# Awesome clothes



## ultraviolet (May 26, 2011)

Share pictures of awesome clothes that you _want so bad_! You can share anything you like (I'll probably just post frilly dresses and such), so long as it's some form of clothing (jewellry, hats, shoes etc are all okay). :D

Please link to your images instead of just posting them so the thread doesn't take freaking ages to load. 

let's get this ball rolling

hnng carnivale costumes! (more here)
alexander mcqueen! :D
also this and this and so much this. :D


----------



## shy ♡ (May 26, 2011)

uv the links you linked don't loadddd. Damn now they load. This is super cool.

I want these! However I can never get them because I can't wear shoes without trying them on to make sure they're the right size. ; ; They're size 8 which is nearly my size but? Can't be sure, ahg. But they're so pretty!

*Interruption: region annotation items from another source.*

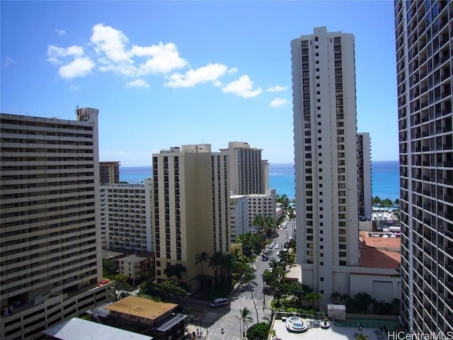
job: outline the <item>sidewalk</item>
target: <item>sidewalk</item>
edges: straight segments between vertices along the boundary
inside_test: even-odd
[[[206,339],[206,329],[201,329],[201,334],[200,333],[200,327],[197,327],[196,325],[193,324],[188,324],[185,327],[185,337],[184,339]],[[195,335],[195,337],[193,336]]]

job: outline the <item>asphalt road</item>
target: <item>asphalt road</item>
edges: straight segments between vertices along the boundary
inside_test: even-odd
[[[275,244],[279,244],[279,249],[283,249],[285,243],[292,237],[292,225],[288,222],[286,229],[278,231],[279,236],[275,239]],[[275,249],[268,254],[269,259],[277,257],[277,250]],[[269,302],[273,298],[272,295],[265,295],[263,293],[263,273],[269,268],[269,261],[262,261],[260,256],[253,264],[256,271],[256,283],[257,286],[253,287],[252,293],[248,289],[241,289],[236,296],[231,300],[230,306],[211,308],[205,302],[197,303],[193,302],[193,308],[197,316],[197,320],[192,324],[202,332],[204,339],[212,340],[239,340],[241,339],[241,333],[243,332],[242,322],[241,322],[240,310],[246,307],[251,312],[251,316],[253,319],[251,324],[257,322],[265,322],[265,317],[270,319],[271,310],[269,308]],[[253,295],[253,297],[252,297]],[[256,306],[256,309],[255,308]],[[250,324],[249,326],[251,326]],[[224,333],[222,333],[222,329]]]

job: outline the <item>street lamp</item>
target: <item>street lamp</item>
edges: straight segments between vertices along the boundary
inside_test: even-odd
[[[265,283],[264,282],[264,275],[263,276],[263,310],[266,309],[266,293],[264,290]]]

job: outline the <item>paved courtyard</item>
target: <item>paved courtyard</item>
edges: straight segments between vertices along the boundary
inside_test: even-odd
[[[304,319],[304,322],[306,321],[306,319]],[[281,319],[275,319],[273,326],[275,336],[282,340],[355,340],[360,332],[358,327],[343,327],[331,324],[328,329],[310,328],[304,333],[289,333],[286,329],[286,322]],[[368,336],[368,340],[382,340],[383,335],[377,335],[374,330],[372,328],[363,328],[361,332]]]

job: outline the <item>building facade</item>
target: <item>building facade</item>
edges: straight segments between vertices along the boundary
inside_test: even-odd
[[[35,339],[108,298],[106,286],[95,288],[102,276],[98,113],[1,115],[1,339]]]
[[[369,220],[372,213],[371,139],[369,132],[357,135],[357,176],[359,177],[359,217]]]
[[[230,190],[232,195],[265,193],[269,188],[269,163],[261,159],[262,149],[245,142],[230,142],[222,154],[229,157]]]
[[[196,256],[229,252],[228,155],[211,152],[210,144],[183,145],[154,154],[152,164],[156,280],[180,264],[183,280],[196,290],[202,273],[213,278]]]
[[[453,1],[396,1],[401,314],[453,331]]]
[[[99,171],[101,184],[120,183],[119,162],[101,162]]]
[[[316,28],[291,49],[297,261],[326,305],[360,261],[354,36]]]
[[[248,203],[248,221],[251,225],[253,222],[255,216],[270,217],[274,222],[273,227],[276,227],[277,208],[275,207],[275,189],[268,189],[265,193],[256,193],[247,195]]]
[[[236,239],[249,232],[251,229],[248,216],[248,200],[244,195],[230,196],[230,234],[231,243],[236,243]]]
[[[101,186],[103,248],[153,251],[152,181]]]

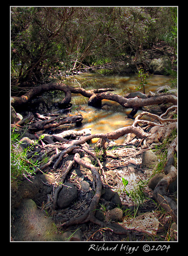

Also almost everything Kurt wears, so pretty. And Darren Criss, I want his warddrobe.


----------



## Blastoise Fortooate (May 26, 2011)

This ring. Alternatively, anything from that person's selection. This Shuppet hat. Or any one of these other really cool hats.

Or these shoes.


----------



## Lili (May 26, 2011)

OH GOD THESE ARE PURE AWESOMENESS AND WANT


----------



## Coloursfall (May 26, 2011)

man all the stuff I want is terribly nerdy. 

for example.
Nepeta's one of these (Leo), but that's mostly because I intend to cosplay, so.
I totally don't care that it's Gaia, I _want that hat._

Also I want like. Half the Valve store pretty much.


----------



## octobr (May 26, 2011)

everything gaga has had on her body

edited to add: cherry bomb I have that hat.


----------